I've read a few of Brunt's books in the past, going back as far as Diamond Dreams, his 1996 history of the first twenty years of the Toronto Blue Jays' existence. Diamond Dreams demonstrates Brunt's amazing ability at pure journalism - exhaustively resarching an issue, getting quotes from key players, and distilling it all into an interesting book - but the prose isn't anything special. Gretzky's Tears combines that journalistic ability with some excellent writing, beautiful descriptions of hockey and what it means to Canadians (occasionally and sharply contrasted with lines like "Bruce McNall was pretty much fucked").

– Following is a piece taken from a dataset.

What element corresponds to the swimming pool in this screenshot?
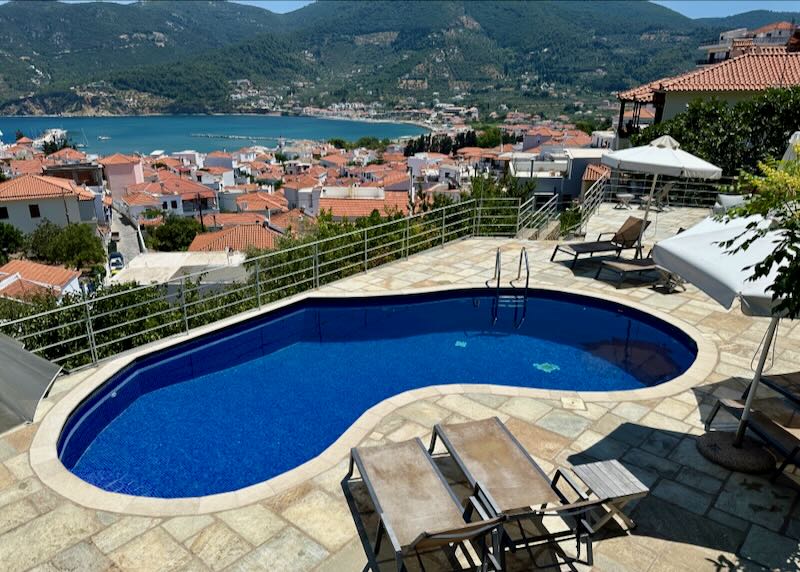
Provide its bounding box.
[58,289,697,499]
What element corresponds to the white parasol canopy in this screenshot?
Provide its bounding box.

Gretzky's Tears is a mini-biography of Wayne Gretzky - going through his childhood and junior career, but only relaying information that relates to its central themes. All those themes can be found in the lead-up to and August 1988 announcement of the trade that would send Gretzky from the Edmonton Oilers to the Los Angeles Kings.

Most amazing is that Brunt is able to paint a vivid picture of Gretzky and get inside his mind - all without ever once speaking to him (at least not for this book). Initially I thought this was done on purpose - I remember in one journalism class or another, being told that the most powerful stories are often the ones where you interview everyone except the principal character involved - but as the acknowledgments at the end make clear, Gretzky denied Brunt's interview request (as did Peter Pocklington, for the more obvious reason that he was working on his own book about the trade).

My only real gripe with the book is how quickly everything after the trade is glossed over. I realize that Brunt didn't set out to write a biography, but that is to some extent how it reads - until Gretzky leaves LA for St. Louis, at which point his short run there, his years with the New York Rangers, and his involvement with the Canadian Olympic teams and Phoenix Coyotes are explained in the tiniest amount of detail.but

One of Brunt's main themes is that Gretzky somehow remained a cultural icon in Canada even after he left the country and rejected overtures to return (he mentions this so often that I anticipated the epilogue's mention of Gretzky refusing to leave Phoenix even for the chance to coach an NHL team in Hamilton, just down the road from where he grew up, well in advance of even getting to the epilogue).

I would suggest, though - in a counter-argument that Brunt never gives - that if Gretzky were to return to Canada, he might find his celebrity status overwhelming. He's a celebrity in the US, yes, but on nowhere near the same level - he's just a celebrity. In Canada, he'd be a celebrity and a friend - constantly being hit up for golf games, speaking engagements, and whatever else. I'd get sick of that pretty quickly, and maybe Gretzky would too.

Still, it's a very good book, recommended to anybody with at least a passing interest in Wayne Gretzky as either a hockey player of a celebrity.